CBS News’ new DEI consultant may need to take some racial sensitivity training of his own.
Network brass reportedly tapped Dr. Donald Grant — who dubs himself a “mental health expert DEI strategist and trauma trainer” on his Instagram — to quell internal turmoil after they declared an interview between morning show host Tony Dokoupil and author Ta-Nehisi Coates was not up to its “editorial standards.”
But CBS may want to reconsider its choice of mediator.
The apparently MAGA-hating Grant, who is black, posted an altered cover of the classic Harriet Beecher Stowe novel about slavery “Uncle Tom’s Cabin” — featuring the face of Donald Trump-supporting South Carolina Sen. Tim Scott photoshopped over the images of several other characters.
The post to Grant’s Instagram account, which he put up earlier this year, changed the title to “Uncle Tim’s Cabin” and also included an image of conservative commentator Candace Owens.
A source close to the situation called the move by CBS News “idiotic” and pointed to the irony that the Tiffany Network would hire someone who is “insanely racist.”
CBS News did not comment on its decision to tap Grant, which was first report by Puck News.
Scott immediately jumped on the controversial decision to bring in Grant, re-posting his altered book cover on the Win Red fund-raising platform late Monday.
“The disgusting rhetoric above is EXACTLY what’s in store for us if we allow the Radical and Intolerant left to win,” Scott wrote.
“If you believe in a Stronger America, if you believe that we are better together than we are divided, then I’m counting on you to stand with me right now!”
Earlier in the day, the network raised hackles among CBS News staffers after calling out Dokoupil for pressing Coates about the controversial author’s pro-Palestinian framing of Hamas’ war with Israel during last week’s testy interview on “CBS Mornings.”
CBS News boss Wendy McMahon and Adrienne Roark, the president of content development for the news division, claimed the “CBS Mornings” host brought his own bias to the interview with Coates during the meeting with workers on the one-year anniversary of the Oct. 7 massacre, according to multiple reports.
They said the sit-down, conducted last week, did not meet editorial standards for impartiality — though they declined to provide any details, Puck News and Bari Weiss’s Free Press reported.
“We will still hold people accountable. But we will do so objectively, which means checking our biases and opinions at the door,” Roark said, according to the outlets. “We are here to report news without fear or favor.”
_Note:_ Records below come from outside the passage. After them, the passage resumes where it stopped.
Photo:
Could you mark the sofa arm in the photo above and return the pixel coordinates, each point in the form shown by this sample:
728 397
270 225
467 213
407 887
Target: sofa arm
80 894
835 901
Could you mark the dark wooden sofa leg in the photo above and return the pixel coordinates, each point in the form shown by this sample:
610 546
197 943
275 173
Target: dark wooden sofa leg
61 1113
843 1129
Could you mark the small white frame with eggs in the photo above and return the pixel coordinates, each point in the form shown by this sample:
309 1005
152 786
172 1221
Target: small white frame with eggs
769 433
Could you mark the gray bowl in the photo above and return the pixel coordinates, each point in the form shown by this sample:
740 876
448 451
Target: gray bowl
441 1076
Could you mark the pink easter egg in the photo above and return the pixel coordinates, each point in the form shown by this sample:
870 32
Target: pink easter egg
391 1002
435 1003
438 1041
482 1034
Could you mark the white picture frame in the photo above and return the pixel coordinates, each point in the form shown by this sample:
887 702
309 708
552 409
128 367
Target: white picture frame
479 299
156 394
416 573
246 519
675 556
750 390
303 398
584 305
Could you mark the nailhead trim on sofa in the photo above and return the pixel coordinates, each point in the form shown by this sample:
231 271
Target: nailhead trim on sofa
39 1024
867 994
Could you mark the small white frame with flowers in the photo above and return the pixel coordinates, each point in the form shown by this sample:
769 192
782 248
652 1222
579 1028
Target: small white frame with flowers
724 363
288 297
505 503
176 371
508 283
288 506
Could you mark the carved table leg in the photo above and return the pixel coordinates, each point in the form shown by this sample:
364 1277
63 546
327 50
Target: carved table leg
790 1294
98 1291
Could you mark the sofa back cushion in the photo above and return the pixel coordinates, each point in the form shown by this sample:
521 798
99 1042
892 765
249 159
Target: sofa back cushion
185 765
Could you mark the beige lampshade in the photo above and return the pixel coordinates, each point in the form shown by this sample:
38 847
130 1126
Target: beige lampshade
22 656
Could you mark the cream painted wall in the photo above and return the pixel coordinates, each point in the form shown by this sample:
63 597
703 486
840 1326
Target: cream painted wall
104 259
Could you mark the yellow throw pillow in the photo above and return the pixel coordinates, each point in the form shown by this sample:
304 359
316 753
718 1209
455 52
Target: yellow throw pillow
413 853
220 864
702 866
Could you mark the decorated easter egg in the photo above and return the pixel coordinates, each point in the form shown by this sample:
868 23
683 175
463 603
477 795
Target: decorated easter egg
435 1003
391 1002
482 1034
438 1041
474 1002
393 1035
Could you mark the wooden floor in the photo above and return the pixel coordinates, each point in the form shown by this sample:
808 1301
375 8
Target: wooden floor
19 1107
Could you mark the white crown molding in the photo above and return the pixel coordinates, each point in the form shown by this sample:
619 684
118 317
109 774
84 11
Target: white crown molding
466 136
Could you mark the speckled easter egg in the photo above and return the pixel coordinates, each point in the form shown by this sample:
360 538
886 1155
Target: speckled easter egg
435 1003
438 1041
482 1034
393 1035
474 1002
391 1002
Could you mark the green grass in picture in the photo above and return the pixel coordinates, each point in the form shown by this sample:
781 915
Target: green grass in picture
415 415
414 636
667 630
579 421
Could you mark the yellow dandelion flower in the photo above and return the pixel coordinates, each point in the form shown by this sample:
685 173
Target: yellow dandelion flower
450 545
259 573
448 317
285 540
The strong criticism did not sit well with several Dokoupil’s backers, including CBS News chief legal correspondent Jan Crawford.
“I don’t even understand how Tony’s interview failed to meet our editorial standards… I thought our commitment was to truth,” Crawford was quoted as saying by Puck.
“When someone comes on our air with a one-sided account of very complex situation — which Coates himself acknowledges that he has — it’s my understanding that as a journalist we are obligated to challenge that worldview, so that our viewers can have access to the truth and can have a more balanced account.”
Critics on social media and CBS staffers blasted Dokoupil’s direct questioning about Coates’ book “The Message,” in which he condemned what he called Israeli “apartheid” in its administration of the territories captured in the Six-Day War of 1967.
Dokoupil, a convert to Judaism whose ex-wife lives in Israel along with their two children, took issue with Coates, saying that the book “would not be out of place in the backpack of an extremist” due to its characterization of Israel.
Dokoupil asked Coates why he didn’t include more pro-Israel voices or note in his work that “little kids [were] blown to bits” in Palestinian terrorist attacks.
“Is it because you just don’t believe that Israel, in any condition, has a right to exist?” Dokoupil asked.
Coates replied that the Israeli narrative was well-represented in the American mainstream press and that few Palestinian voices had a chance to be heard.
“I wrote a 260-page book,” Coates said. “It is not a treatise on the entirety of the conflict between the Palestinians and the Israelis,” Coates said, acknowledging that the account was based on his 10-day trip to Israel and the Palestinian West Bank.
Crawford praised Dokoupil for “challeng[ing] Coates’ one-sided worldview” and then giving the author a chance to respond.
“It was civil…I don’t see how we can say that it failed to meet our editorial standards,” Crawford is reported to have said.
She added that Dokoupil “prevented a one-sided account from being broadcast on our network about a deeply complex situation that completely was devoid of history or fact. “As journalists, that’s what we have an obligation to do.”